Study authors also noted a higher specificity for ctDNA testing over computed tomography (CT) scans, the current radiologic method for testing for recurrence, as less tumor bulk is required for ctDNA detection than for a CT scan.
Potential Biomarker of Response to Adjuvant Chemotherapy
The detection of ctDNA could also be used as a possible biomarker for a patient’s response to adjuvant chemotherapy.
Adjuvant postoperative chemotherapy is usually offered to higher-risk stage II patients with CRC because they are expected to experience more benefit than those at a lower risk of recurrence. Fifty-two of the evaluable patients (23%) had received adjuvant chemotherapy and, of these, 7 patients (13%) experienced disease recurrence.
Positive ctDNA status following chemotherapy was associated with a higher risk of recurrence (HR, 11; 95% CI, 1.8-68;P= .001). Six of the patients treated with chemotherapy (11%) had detectable ctDNA postoperatively. Five patients started with a ctDNA-positive status at the start of chemotherapy treatment but their status changed to negative while on treatment. Two of these patients became ctDNA-positive again after stopping chemotherapy, while 2 patients remained recurrence free. The fifth patient had radiologic recurrence even though the ctDNA status was negative.
Study authors suggested that ctDNA should not be used as an indicator of recurrence risk as ctDNA detection is not a perfect indicator of residual disease.
“ctDNA measurements should therefore be considered not as a conventional biomarker of recurrence risk but more like a staging test such as a CT scan,” the authors noted.
Its analytical sensitivity could be improved, however, as the study authors suggested, by studying multiple mutations in a single assay rather than analyzing 1 mutation per patient.
There is a possibility that ctDNA could be a real-time marker of response to adjuvant chemotherapy, but this must be validated in a larger cohort of patients.

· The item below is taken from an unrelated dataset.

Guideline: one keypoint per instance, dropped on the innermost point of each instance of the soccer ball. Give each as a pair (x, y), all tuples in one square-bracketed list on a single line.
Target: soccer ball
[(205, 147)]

The small amount of participating patients with detectable postoperative ctDNA greatly restricted findings, as there was a limited ability to detect direct associations between ctDNA status and conventional high-risk clinicopathological factors. The use of ctDNA as a biomarker of disease recurrence and response to chemotherapy will depend upon further study in a more specific and larger pool of patients.
Reference:
Tie J, Wang Y, Tomasetti C, et al. Circulating tumor DNA analysis detects minimal residual disease and predicts recurrence in patients with stage II colon cancer [Published online July 6, 2016].Sci Transl Med.2016. doi: 10.1126/scitranslmed.aaf6219.